Re: Victor connect to 30 A instead of 40 A
 

I did sort of diverge a bit. My point was and still is the breakers are there for more than protecting the wires. Stalling motors or a bad motor controller is probably the most common way to trip the snap action breakers on the robot.

I heard tell last year that some of the 6 cim drives were tripping the main breaker last year.

Re: Victor connect to 30 A instead of 40 A
 

Guys,
The breaker vs. wire size tables are lifted from the NEC (National Electrical Code) recommendations for open frame DC wiring based on temperature rise in the wire. A little adjustment has been made based on short time periods instead of continuous loaded currents. Snap action breakers do not limit current. That is to say, a 30 amp breaker will pass 100 amps as well as it will pass 30 amps. The only difference will be the length of time it will continue to pass that current.

Re: Victor connect to 30 A instead of 40 A
 

I thought the whole point of a breaker was to limit current? Better to say how fast they trip depends on % overload?

Re: Victor connect to 30 A instead of 40 A
 

Frank,
All of these breakers, the main included, can withstand several seconds of 600% overload without trip. It is the sustained current over rated current that trips the mechanism. The auto reset limits current in a fashion as the reset features restores current flow rather quickly. In a sustained over current situation these may actually "buzz" as they open and close rapidly. This in effect limits current by changing the average current passing to the load. Not what I would call predictable or effective current limit.

Re: Victor connect to 30 A instead of 40 A
 

Point taken. You can see substantially more current than the number on top of the breaker. The trip time for the Snap Action is in the <.1S range for 600% overload. 1.5 to 3.9 S for 200% overload.

Re: Victor connect to 30 A instead of 40 A
 

What's "not quite right"? I don't know about you, but I choose my wire based on the motor and its associated load, and select a breaker current limit accordingly. You really do it the other way around?

With that logic I feel like this would be a real conversation:

Student: "This CIM will give us all the torque we need to run our shooter!"
Mentor: "Yeah but we already cut and crimped this awesome 18 gauge wire, so pick a different motor compatible with it"
Student: "But we won't get enough torque from anything pulling under 20 amps"
Mentor: "I guess your CIM solution was destined to fail then"

Re: Victor connect to 30 A instead of 40 A
 

My previous statement was, in effect, you choose the wire size by the current draw of the load (motor, etc.) and then you choose the breaker by the wire size.

Breakers (and fuses) do not limit current. they open the circuit when the bimetallic surfaces get too hot.
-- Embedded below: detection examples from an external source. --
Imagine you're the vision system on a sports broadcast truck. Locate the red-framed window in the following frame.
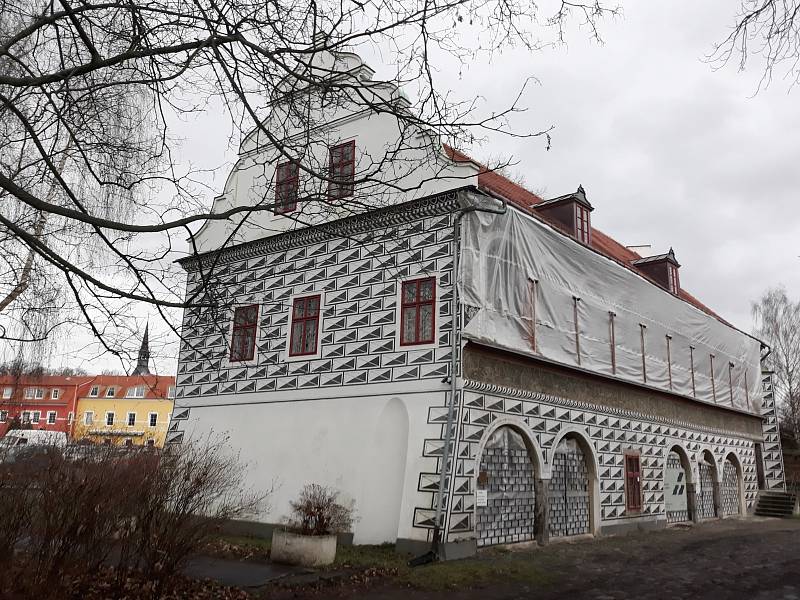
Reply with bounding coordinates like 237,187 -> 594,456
275,161 -> 300,215
289,295 -> 320,356
667,263 -> 681,294
575,204 -> 592,244
400,277 -> 436,346
231,304 -> 258,362
328,140 -> 356,199
625,454 -> 642,511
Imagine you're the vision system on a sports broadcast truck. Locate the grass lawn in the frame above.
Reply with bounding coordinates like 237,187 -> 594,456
213,535 -> 551,591
334,544 -> 551,591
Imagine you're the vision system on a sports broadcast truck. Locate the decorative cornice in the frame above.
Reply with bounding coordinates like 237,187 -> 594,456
177,188 -> 467,272
464,379 -> 764,439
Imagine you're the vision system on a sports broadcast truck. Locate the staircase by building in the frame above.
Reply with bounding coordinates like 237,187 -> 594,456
755,490 -> 796,518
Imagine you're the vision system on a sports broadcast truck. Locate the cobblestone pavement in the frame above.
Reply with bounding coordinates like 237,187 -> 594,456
350,519 -> 800,600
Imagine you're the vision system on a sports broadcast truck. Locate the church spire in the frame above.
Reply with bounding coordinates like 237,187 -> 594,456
132,323 -> 150,375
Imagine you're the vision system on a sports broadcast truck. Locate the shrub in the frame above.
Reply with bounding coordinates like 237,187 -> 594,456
0,436 -> 269,598
288,483 -> 354,535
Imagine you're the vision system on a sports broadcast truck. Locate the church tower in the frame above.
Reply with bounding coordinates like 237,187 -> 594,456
131,323 -> 150,375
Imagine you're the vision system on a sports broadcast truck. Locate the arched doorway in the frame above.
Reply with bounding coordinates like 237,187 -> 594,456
664,446 -> 693,523
697,450 -> 717,519
720,454 -> 742,517
548,434 -> 593,537
475,425 -> 536,546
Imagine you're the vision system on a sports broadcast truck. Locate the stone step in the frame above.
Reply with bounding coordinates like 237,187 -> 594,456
753,490 -> 796,518
753,509 -> 792,519
758,498 -> 794,506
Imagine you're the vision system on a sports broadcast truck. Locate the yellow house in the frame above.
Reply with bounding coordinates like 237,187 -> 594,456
72,375 -> 175,448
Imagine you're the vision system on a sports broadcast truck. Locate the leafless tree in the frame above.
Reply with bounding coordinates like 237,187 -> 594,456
0,0 -> 617,366
752,287 -> 800,440
710,0 -> 800,88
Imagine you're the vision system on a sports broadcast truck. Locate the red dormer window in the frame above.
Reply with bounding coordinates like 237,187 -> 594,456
328,140 -> 356,200
275,161 -> 300,215
575,203 -> 592,245
667,263 -> 681,294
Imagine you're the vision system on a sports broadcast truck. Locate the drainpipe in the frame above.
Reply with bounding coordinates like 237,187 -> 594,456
428,190 -> 508,564
760,342 -> 772,365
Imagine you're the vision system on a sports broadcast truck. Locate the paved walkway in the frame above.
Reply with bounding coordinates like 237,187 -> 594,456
304,519 -> 800,600
183,556 -> 302,588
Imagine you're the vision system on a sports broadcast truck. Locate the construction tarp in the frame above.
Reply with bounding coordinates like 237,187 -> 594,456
459,198 -> 761,413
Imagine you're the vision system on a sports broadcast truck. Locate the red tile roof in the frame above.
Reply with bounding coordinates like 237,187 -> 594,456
445,146 -> 733,327
0,375 -> 175,402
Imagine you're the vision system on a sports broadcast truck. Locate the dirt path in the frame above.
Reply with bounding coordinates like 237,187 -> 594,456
290,520 -> 800,600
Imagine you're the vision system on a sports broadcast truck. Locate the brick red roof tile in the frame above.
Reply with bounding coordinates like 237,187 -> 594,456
445,146 -> 733,327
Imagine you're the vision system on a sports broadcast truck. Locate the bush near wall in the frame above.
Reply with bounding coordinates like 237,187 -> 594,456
0,438 -> 268,598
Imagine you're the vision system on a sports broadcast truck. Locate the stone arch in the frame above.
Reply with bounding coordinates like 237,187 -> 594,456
544,425 -> 600,535
719,450 -> 745,517
664,442 -> 696,523
473,417 -> 543,546
475,416 -> 545,478
695,448 -> 719,519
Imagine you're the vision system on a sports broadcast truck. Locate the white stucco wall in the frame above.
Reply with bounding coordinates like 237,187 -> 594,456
195,48 -> 478,252
178,384 -> 444,544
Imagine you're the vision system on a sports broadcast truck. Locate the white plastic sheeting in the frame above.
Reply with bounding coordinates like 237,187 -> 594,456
459,202 -> 760,413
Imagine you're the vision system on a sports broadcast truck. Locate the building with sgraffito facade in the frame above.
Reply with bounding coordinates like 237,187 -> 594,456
168,44 -> 783,554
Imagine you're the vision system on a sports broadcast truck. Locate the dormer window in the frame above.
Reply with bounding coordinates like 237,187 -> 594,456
531,186 -> 594,246
667,263 -> 680,294
328,140 -> 356,200
632,248 -> 681,295
275,161 -> 300,215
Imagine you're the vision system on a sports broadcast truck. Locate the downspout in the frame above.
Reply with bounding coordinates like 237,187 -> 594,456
759,342 -> 772,367
428,190 -> 508,564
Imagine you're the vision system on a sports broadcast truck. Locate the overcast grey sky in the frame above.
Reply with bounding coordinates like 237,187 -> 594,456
23,0 -> 800,373
450,0 -> 800,340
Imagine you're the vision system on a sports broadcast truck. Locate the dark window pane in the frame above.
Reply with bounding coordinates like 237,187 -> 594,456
303,320 -> 317,354
419,279 -> 433,300
289,321 -> 303,354
402,306 -> 417,343
417,304 -> 433,342
403,281 -> 417,302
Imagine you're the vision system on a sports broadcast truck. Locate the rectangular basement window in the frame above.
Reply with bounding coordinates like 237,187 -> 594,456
230,304 -> 258,362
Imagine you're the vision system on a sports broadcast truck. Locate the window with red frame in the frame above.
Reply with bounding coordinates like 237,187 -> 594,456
275,161 -> 300,215
667,263 -> 680,294
231,304 -> 258,362
400,277 -> 436,346
328,140 -> 356,199
575,204 -> 591,244
289,295 -> 320,356
625,454 -> 642,510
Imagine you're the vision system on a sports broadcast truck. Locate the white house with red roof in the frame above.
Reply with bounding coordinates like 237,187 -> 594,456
168,44 -> 784,555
In the case of auto-resetting breakers they then close the circuit when the bimetallic surfaces cool.

Again, size the breaker (or fuse) for the wires connected to it.

Re: Victor connect to 30 A instead of 40 A
 

Granted they don't limit current in the same way as certain power supplies do (like the jag), but they do limit current. That is pretty much their function.
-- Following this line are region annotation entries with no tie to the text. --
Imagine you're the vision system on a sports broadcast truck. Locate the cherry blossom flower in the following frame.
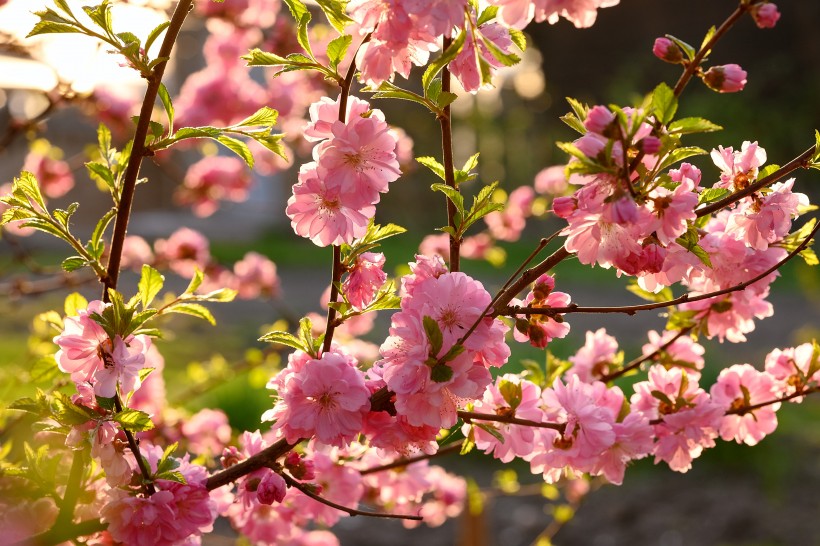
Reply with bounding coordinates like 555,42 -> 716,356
342,252 -> 387,310
709,364 -> 780,446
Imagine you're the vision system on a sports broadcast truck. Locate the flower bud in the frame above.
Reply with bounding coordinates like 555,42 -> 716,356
751,3 -> 780,28
703,64 -> 746,93
652,38 -> 683,64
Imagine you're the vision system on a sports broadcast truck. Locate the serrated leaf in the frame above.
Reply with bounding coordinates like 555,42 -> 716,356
316,0 -> 353,34
698,188 -> 732,205
626,279 -> 674,302
430,184 -> 464,217
474,423 -> 504,444
26,20 -> 83,38
652,83 -> 678,125
231,106 -> 279,127
422,315 -> 442,356
145,21 -> 171,53
183,267 -> 205,295
165,302 -> 216,326
430,364 -> 453,383
88,208 -> 117,259
216,135 -> 253,168
421,29 -> 467,96
137,264 -> 165,309
669,118 -> 723,135
364,82 -> 430,109
114,408 -> 154,432
60,256 -> 88,273
259,331 -> 309,353
12,171 -> 46,211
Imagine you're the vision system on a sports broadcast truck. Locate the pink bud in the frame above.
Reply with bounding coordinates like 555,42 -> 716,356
552,197 -> 578,218
256,472 -> 288,504
584,105 -> 615,135
652,38 -> 683,64
752,3 -> 780,28
703,64 -> 746,93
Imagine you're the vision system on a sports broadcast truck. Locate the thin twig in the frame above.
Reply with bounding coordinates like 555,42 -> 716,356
600,326 -> 694,383
281,472 -> 424,521
438,37 -> 461,272
458,411 -> 567,434
102,0 -> 194,302
205,439 -> 301,491
498,217 -> 820,316
674,2 -> 749,97
359,440 -> 464,476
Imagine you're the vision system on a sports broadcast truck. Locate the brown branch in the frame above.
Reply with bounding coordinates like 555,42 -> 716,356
359,440 -> 464,476
695,146 -> 818,218
281,472 -> 424,521
498,217 -> 820,316
726,387 -> 820,415
102,0 -> 194,302
493,246 -> 570,315
600,326 -> 694,383
205,439 -> 302,491
674,2 -> 749,97
458,411 -> 567,434
438,37 -> 461,272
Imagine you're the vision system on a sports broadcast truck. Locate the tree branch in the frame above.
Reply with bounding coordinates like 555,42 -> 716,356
281,472 -> 423,521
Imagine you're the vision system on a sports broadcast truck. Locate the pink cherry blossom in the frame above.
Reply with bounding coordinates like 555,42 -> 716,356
569,328 -> 623,383
22,151 -> 74,198
286,162 -> 376,246
703,64 -> 746,93
751,2 -> 780,28
175,156 -> 251,217
233,252 -> 280,299
710,364 -> 780,446
154,227 -> 211,278
342,252 -> 387,310
274,352 -> 370,446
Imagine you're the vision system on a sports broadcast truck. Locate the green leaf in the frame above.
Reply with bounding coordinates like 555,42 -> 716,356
316,0 -> 353,32
137,264 -> 165,309
430,364 -> 453,383
145,21 -> 171,53
216,135 -> 253,167
259,331 -> 309,353
231,106 -> 279,127
88,208 -> 117,259
416,156 -> 444,180
652,83 -> 678,125
421,29 -> 467,96
698,188 -> 732,205
430,184 -> 464,218
60,256 -> 88,273
422,315 -> 442,356
157,83 -> 174,135
114,408 -> 154,432
626,279 -> 674,302
655,146 -> 706,171
669,118 -> 723,135
363,81 -> 430,109
165,302 -> 216,326
183,267 -> 205,295
11,171 -> 46,211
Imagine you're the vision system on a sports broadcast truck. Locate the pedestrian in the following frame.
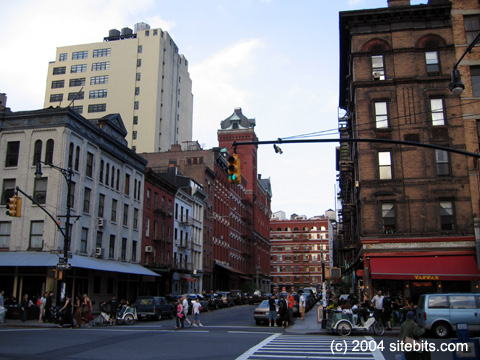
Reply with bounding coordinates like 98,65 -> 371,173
287,288 -> 295,326
382,292 -> 392,331
298,290 -> 307,320
278,295 -> 288,329
182,296 -> 193,327
20,294 -> 32,324
58,294 -> 74,329
175,298 -> 185,329
372,290 -> 384,323
192,296 -> 203,327
398,311 -> 430,360
83,294 -> 95,324
43,291 -> 53,322
73,295 -> 83,327
38,292 -> 47,322
268,294 -> 277,326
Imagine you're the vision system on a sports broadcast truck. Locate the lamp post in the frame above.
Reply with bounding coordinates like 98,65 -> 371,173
449,32 -> 480,96
35,160 -> 73,298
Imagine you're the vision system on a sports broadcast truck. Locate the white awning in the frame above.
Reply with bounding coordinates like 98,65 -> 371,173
0,251 -> 160,276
Re: Victor connect to 30 A instead of 40 A
 

I can see how it's possible to choose definitions so that your viewpoint is valid. But I think the common definition of "limit current" in this context disagrees with you.

The function of a circuit breaker is to interrupt the current, not to limit it. A 20 amp fuse or circuit breaker does not limit the current to 20 amps. If you try to draw more than 20 amps for long enough to trip the breaker, the current is stopped. That's not what current limiting means in my book.
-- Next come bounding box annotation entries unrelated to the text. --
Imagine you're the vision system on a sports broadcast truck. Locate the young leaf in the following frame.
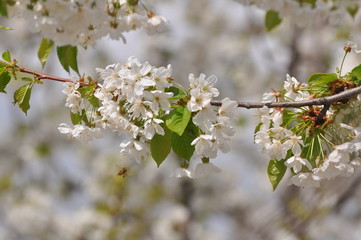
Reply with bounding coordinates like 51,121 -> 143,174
38,38 -> 54,68
0,0 -> 8,17
70,111 -> 82,125
2,50 -> 11,62
172,121 -> 198,161
307,73 -> 338,84
346,6 -> 358,18
0,25 -> 13,30
150,125 -> 172,167
166,106 -> 191,136
267,160 -> 287,191
78,84 -> 100,108
165,87 -> 186,100
57,45 -> 80,75
0,70 -> 11,93
351,64 -> 361,74
14,83 -> 32,115
0,62 -> 9,68
265,10 -> 282,31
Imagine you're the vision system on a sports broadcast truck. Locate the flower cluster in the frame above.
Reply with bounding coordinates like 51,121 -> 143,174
59,57 -> 237,177
8,0 -> 167,47
255,72 -> 361,187
187,74 -> 237,158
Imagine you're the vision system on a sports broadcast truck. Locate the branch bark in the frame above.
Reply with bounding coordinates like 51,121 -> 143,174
0,60 -> 361,109
211,86 -> 361,109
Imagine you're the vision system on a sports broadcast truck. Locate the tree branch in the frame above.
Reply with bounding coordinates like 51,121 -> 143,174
211,86 -> 361,109
19,67 -> 74,82
0,60 -> 361,109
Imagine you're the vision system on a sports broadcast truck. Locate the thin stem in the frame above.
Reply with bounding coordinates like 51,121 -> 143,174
339,51 -> 348,77
0,60 -> 361,109
211,86 -> 361,109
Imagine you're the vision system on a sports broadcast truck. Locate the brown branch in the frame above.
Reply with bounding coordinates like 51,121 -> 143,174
19,68 -> 74,82
0,60 -> 89,84
211,86 -> 361,109
0,60 -> 361,109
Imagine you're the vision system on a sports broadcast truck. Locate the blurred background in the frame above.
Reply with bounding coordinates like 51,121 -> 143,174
0,0 -> 361,240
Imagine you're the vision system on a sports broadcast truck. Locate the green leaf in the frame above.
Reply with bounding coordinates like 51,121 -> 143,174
0,69 -> 11,93
346,5 -> 358,18
267,160 -> 287,191
2,50 -> 11,62
172,121 -> 199,161
265,10 -> 282,31
78,84 -> 100,108
21,77 -> 33,82
38,38 -> 54,68
351,64 -> 361,74
57,45 -> 80,75
0,0 -> 8,17
0,61 -> 9,68
150,124 -> 172,167
0,25 -> 13,30
70,111 -> 82,125
165,87 -> 187,100
307,73 -> 338,84
166,106 -> 191,136
14,83 -> 32,115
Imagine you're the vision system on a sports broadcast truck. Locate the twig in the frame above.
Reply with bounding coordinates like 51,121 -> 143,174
0,60 -> 361,109
211,86 -> 361,109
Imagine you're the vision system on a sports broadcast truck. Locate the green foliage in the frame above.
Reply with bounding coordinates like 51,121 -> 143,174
347,6 -> 359,18
0,68 -> 11,93
78,84 -> 100,108
165,87 -> 187,100
70,111 -> 82,125
57,45 -> 80,75
150,124 -> 172,167
2,50 -> 11,62
172,121 -> 199,161
265,10 -> 282,31
0,25 -> 13,30
38,38 -> 54,68
306,73 -> 338,97
13,83 -> 32,115
267,160 -> 287,191
166,106 -> 191,136
0,0 -> 8,17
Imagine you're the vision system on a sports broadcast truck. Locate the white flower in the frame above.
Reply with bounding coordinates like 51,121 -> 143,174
143,118 -> 164,140
266,139 -> 289,160
152,64 -> 172,90
187,88 -> 212,112
170,168 -> 192,178
193,162 -> 221,178
262,92 -> 277,103
270,110 -> 283,127
120,139 -> 149,163
144,90 -> 173,114
290,172 -> 321,187
58,123 -> 73,137
63,82 -> 84,113
218,97 -> 238,119
254,129 -> 271,152
145,16 -> 168,34
210,117 -> 236,139
129,99 -> 153,119
285,156 -> 312,173
58,123 -> 102,142
191,135 -> 217,158
284,135 -> 303,156
192,105 -> 217,132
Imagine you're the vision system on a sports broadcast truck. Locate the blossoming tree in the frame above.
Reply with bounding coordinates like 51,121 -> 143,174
0,0 -> 361,193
Re: Victor connect to 30 A instead of 40 A
 

I make recommendations based on motor design. If your design goal is based on getting a full 12 volts to the motor, then you need to increase the size of the wire feeding the controller and the motor and then make them as short as possible. The rule of thumb I came up with is the "wire foot". 1 foot of #10 wire passing 100 amps will drop 0.1 volt. So if you have a CIM motor that you expect to run in the high current part of the motor curve, and feed the motor controller with 1 foot wires and then the CIM motor has 1 foot wires, that is a total of 4 feet of wire. (Remember the red and black wires carry the same current.) So that is 4 wire feet, 0.4 volt drop. Add 4 wire feet for a Jag or Talon, 6 for a Victor and your design curve CIM is now running at 11.2 volts on a good day neglecting any loss in the #6 and PDB. So as these losses start to add up, you can guess why some electrical designs cause robots to drive anything but straight. 4 feet of wire on one drive train compared to a few inches on the other side, unbalances the current sent to both sides. You cannot drive straight unless you compensate for the imbalance.